Advocates demand not only safer working conditions, but also solutions to broader community problems. Workers can “bargain for the common good,” organizing workers from various industries in order to demand broader social, racial, and economic justice (McCartin 2016). For example, during the 1968 Dodge Revolutionary Union Movement (DRUM), Detroit’s Black activist community organized a 4,000-worker wildcat strike, the first led entirely by Black workers. While DRUM leaders advocated for all workers, they were clear that white workers benefited from greater union representation, higher wages, and cleaner and safer jobs. They also understood that the conflicts in the factory floors were an extension of the larger fight for liberation. DRUM organized outside the traditional union, relying on links within the broader Detroit Black community to advocate for better working conditions and wages for Black workers and the end to racist hiring practices (Kelley 1999).
From early on in the pandemic, warehouse workers, restaurant workers, and farmworkers across the country have protested the lack of personal protective equipment (PPE) and demanded safer working conditions and increased hazard pay (Lucas 2020; Lerman and Tiku 2020). Many employers only reacted to increase workplace safety after labor activists organized massive strikes and walkouts. As the pandemic continues to ravage low wage and essential workers, national support for unionization is on the rise (Berkon 2020).
Under the National Labor Relations Act, most workers – including workers without union representation – have the right to act together to address-work related issues. 29 U.S.C. \(\S\) 157. Under the NLRA, employers cannot discharge, discipline, or threaten workers for, or coercively question workers about, “protected concerted” activity. A single employee may also engage in protected concerted activity if he or she is acting on the authority of other employees, bringing group complaints to the employer’s attention, trying to induce group action, or seeking to prepare for group action. Unfortunately, many employers resist workers who want to form unions. Workers who lead unionization efforts may suffer retaliation and termination (Campbell 2020). Workers without unions also lack protection, particularly now, when the pandemic has left NLRB regional offices closed and the NLRB slow to process complaints (Opfer 2020).

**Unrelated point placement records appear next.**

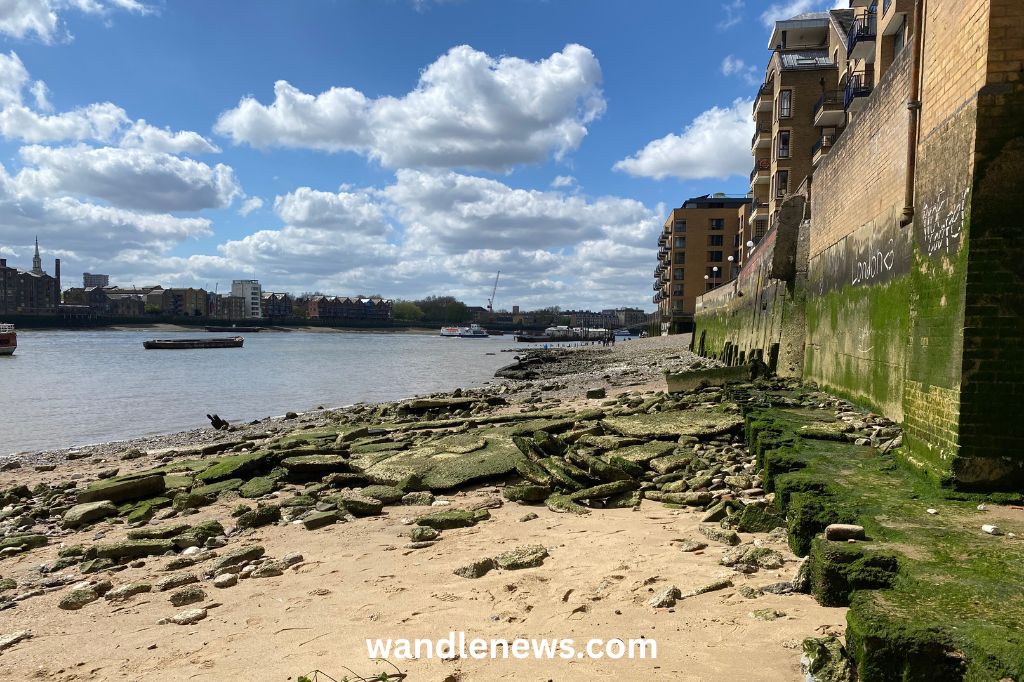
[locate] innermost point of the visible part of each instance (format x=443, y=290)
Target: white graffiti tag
x=942, y=221
x=875, y=265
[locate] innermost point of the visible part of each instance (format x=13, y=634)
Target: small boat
x=178, y=344
x=472, y=332
x=8, y=340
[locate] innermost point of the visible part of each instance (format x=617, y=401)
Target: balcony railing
x=824, y=143
x=828, y=99
x=859, y=84
x=863, y=29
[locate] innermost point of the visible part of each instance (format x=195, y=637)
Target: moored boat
x=8, y=340
x=179, y=344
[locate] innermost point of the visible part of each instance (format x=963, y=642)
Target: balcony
x=858, y=88
x=829, y=112
x=762, y=136
x=860, y=41
x=820, y=148
x=763, y=100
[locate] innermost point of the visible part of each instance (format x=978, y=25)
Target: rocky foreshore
x=331, y=514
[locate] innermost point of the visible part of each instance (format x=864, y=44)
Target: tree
x=443, y=309
x=407, y=310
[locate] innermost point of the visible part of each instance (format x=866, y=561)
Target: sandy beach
x=360, y=578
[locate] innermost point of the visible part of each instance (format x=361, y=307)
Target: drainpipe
x=913, y=112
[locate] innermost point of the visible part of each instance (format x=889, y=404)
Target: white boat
x=8, y=340
x=472, y=332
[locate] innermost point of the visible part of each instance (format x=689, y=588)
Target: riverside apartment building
x=698, y=249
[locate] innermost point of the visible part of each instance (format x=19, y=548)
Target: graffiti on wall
x=942, y=221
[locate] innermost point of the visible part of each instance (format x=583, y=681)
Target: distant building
x=276, y=305
x=698, y=249
x=33, y=292
x=250, y=292
x=90, y=280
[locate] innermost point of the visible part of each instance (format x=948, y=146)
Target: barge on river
x=179, y=344
x=8, y=340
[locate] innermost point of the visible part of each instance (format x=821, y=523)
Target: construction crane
x=491, y=301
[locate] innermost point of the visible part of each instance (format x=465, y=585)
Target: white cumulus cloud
x=716, y=144
x=468, y=110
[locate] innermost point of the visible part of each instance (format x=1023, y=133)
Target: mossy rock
x=528, y=494
x=699, y=423
x=123, y=488
x=258, y=486
x=237, y=466
x=643, y=453
x=455, y=518
x=387, y=495
x=132, y=549
x=262, y=515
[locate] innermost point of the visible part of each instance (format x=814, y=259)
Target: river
x=67, y=388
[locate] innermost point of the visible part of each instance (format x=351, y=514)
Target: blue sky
x=400, y=147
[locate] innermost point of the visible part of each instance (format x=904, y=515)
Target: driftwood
x=217, y=422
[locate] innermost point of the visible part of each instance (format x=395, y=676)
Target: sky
x=398, y=147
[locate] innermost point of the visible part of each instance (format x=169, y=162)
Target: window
x=781, y=183
x=784, y=103
x=782, y=144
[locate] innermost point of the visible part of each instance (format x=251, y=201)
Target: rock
x=78, y=598
x=723, y=584
x=262, y=515
x=844, y=531
x=666, y=598
x=825, y=659
x=127, y=591
x=455, y=518
x=270, y=569
x=88, y=512
x=258, y=486
x=189, y=616
x=320, y=519
x=134, y=486
x=133, y=549
x=357, y=504
x=477, y=568
x=225, y=581
x=526, y=493
x=421, y=499
x=527, y=556
x=718, y=535
x=187, y=595
x=240, y=556
x=419, y=534
x=767, y=614
x=387, y=495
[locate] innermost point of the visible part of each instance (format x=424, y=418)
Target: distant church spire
x=37, y=262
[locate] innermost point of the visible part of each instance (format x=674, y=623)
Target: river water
x=66, y=388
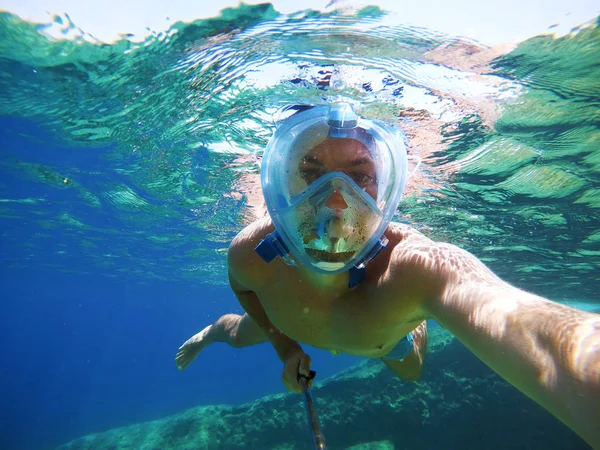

Nonetheless, BIPOC workers in a variety of industries recognize common goals and a reason to unite in the current crisis (McCartin 2020). With the current movement for racial justice, they can organize together to fight for broader job opportunities and common benefits, such as hazard pay, healthcare coverage and PPE. Collective bargaining ultimately may benefit all workers, strengthen broader movements, and significantly dismantle core economic injustices by forcing those in power to address systemic issues.